De statistici schatten dat de bijdrage die de toerismebranche levert aan de economie in de eerste helft van dit jaar met 45 procent is gekrompen vergeleken met dezelfde periode in 2019. De krimp was het grootst bij bedrijven in de luchtvaart, reisbemiddeling en reisorganisatie. Het CBS berekent de toegevoegde waarde van de toerismesector door de opbrengsten in kaart te brengen en daar de uitgaven van af te trekken die daarvoor nodig waren.
Het aantal banen daalde niet zo hard als de toegevoegde waarde. „Door de tijdelijke Noodmaatregel Overbrugging voor Werkgelegenheid (NOW) konden werknemers worden doorbetaald bij omzetverlies”, verklaren de onderzoekers. „Desalniettemin behoorden de belangrijkste toeristische bedrijfstakken tot die waar de meeste banen verloren gingen.”

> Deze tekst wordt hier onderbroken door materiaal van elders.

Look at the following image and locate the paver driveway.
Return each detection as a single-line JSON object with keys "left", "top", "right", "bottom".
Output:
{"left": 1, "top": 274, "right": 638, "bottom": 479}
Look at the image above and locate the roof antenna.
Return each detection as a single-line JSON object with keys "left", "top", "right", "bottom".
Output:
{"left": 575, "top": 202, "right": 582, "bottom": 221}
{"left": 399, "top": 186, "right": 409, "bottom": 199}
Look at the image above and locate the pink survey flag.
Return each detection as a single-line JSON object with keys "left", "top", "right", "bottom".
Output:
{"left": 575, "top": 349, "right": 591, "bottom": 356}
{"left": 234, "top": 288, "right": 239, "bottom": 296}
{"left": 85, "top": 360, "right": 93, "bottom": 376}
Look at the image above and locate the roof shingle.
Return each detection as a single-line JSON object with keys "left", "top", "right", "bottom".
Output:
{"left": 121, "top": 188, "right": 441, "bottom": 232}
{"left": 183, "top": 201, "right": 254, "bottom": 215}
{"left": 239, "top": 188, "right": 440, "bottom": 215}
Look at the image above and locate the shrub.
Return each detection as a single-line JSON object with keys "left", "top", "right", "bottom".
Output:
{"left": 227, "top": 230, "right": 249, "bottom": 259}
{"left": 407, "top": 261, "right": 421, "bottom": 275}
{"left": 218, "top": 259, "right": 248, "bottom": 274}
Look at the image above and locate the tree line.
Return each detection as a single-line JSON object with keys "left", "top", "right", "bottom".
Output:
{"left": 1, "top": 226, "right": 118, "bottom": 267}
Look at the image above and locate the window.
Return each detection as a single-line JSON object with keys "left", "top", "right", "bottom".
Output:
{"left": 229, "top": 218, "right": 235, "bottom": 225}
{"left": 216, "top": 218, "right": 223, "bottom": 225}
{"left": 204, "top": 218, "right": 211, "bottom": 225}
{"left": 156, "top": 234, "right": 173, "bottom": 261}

In 2019 beleefde de toeristische sector juist een recordjaar. Die voegde toen 32 miljard euro toe aan de economie en was goed voor 813 duizend banen. De groei kwam toen vooral van de buitenlandse toeristen. Die gingen hier op vakantie of deden via een Nederlands bedrijf een boeking voor een reis naar een ander land.